NECİP FAZIL KISAKÜREK

   
 

Kaldırımlar I
Yürüyorum kimsesiz bir sokak ortasında,
Yürüyorum arkama bakmadan yürüyorum.
Yolumun karanlığa saplanan noktasında,
Sanki beni bekleyen bir hayal görüyorum.

Kara gökler kül rengi bulutlarla kapanık.
Evlerin bacasını kolluyor yıldırımlar.
İncin uykuda bir tek iki yoldaş uyanık.
Biri benim birde serseri kaldırımlar.

İçimde damla damla bir korku birikiyor,
Sanıyorum her sokak başını kesimiş devler,
Üstüme camlarını hep simsiyah dikiyor.
Gözüne mil çekilmiş bir ama gibi evler.

Kaldırımlar, çilekeş insanların annesi,
Kaldırımlar, içimde yaşamış bir insandır.
Kaldırımlar, duyulur ses kesilince sesi,
Kaldırımlar, içimde kıvrılan bir insandır.

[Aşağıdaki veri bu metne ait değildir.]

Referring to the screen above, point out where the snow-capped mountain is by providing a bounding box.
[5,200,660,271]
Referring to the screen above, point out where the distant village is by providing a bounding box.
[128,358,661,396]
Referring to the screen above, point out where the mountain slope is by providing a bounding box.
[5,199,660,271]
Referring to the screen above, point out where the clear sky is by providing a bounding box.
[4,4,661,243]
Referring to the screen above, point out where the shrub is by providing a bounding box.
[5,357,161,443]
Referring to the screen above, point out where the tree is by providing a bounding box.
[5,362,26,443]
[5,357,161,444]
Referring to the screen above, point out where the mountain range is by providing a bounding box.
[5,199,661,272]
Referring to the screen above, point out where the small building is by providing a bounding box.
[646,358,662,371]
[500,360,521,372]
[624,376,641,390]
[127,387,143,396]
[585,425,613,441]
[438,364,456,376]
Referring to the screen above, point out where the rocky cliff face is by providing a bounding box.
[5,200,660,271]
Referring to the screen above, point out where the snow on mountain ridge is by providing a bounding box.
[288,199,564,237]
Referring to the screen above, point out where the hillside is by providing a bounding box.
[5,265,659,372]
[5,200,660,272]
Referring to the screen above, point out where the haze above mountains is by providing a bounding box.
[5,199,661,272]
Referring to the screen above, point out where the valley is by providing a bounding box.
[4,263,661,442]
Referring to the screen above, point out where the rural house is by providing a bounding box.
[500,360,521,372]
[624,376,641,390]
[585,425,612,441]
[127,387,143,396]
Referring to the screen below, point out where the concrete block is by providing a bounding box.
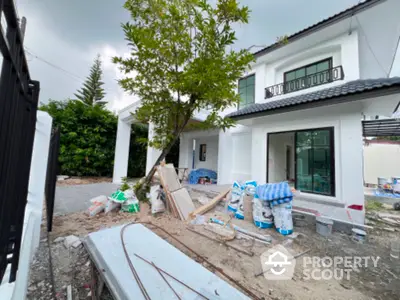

Bana düşmez can vermek yumuşak bir kucakta.
Ben bu kaldırımların emzirdiği çocuğum...
Aman sabah olmasın bu karanlık sokakta,
Bu karanlık sokakta bitmesin yolculuğum.

Ben gideyim yol gitsin, ben gideyim yol gitsin,
İki yanımdan aksın bir sel gibi fenerler...
Tak tak ayaksesimi aç köpekler işitsin.
Yolumun zafer takı gölgeden taş kemerler.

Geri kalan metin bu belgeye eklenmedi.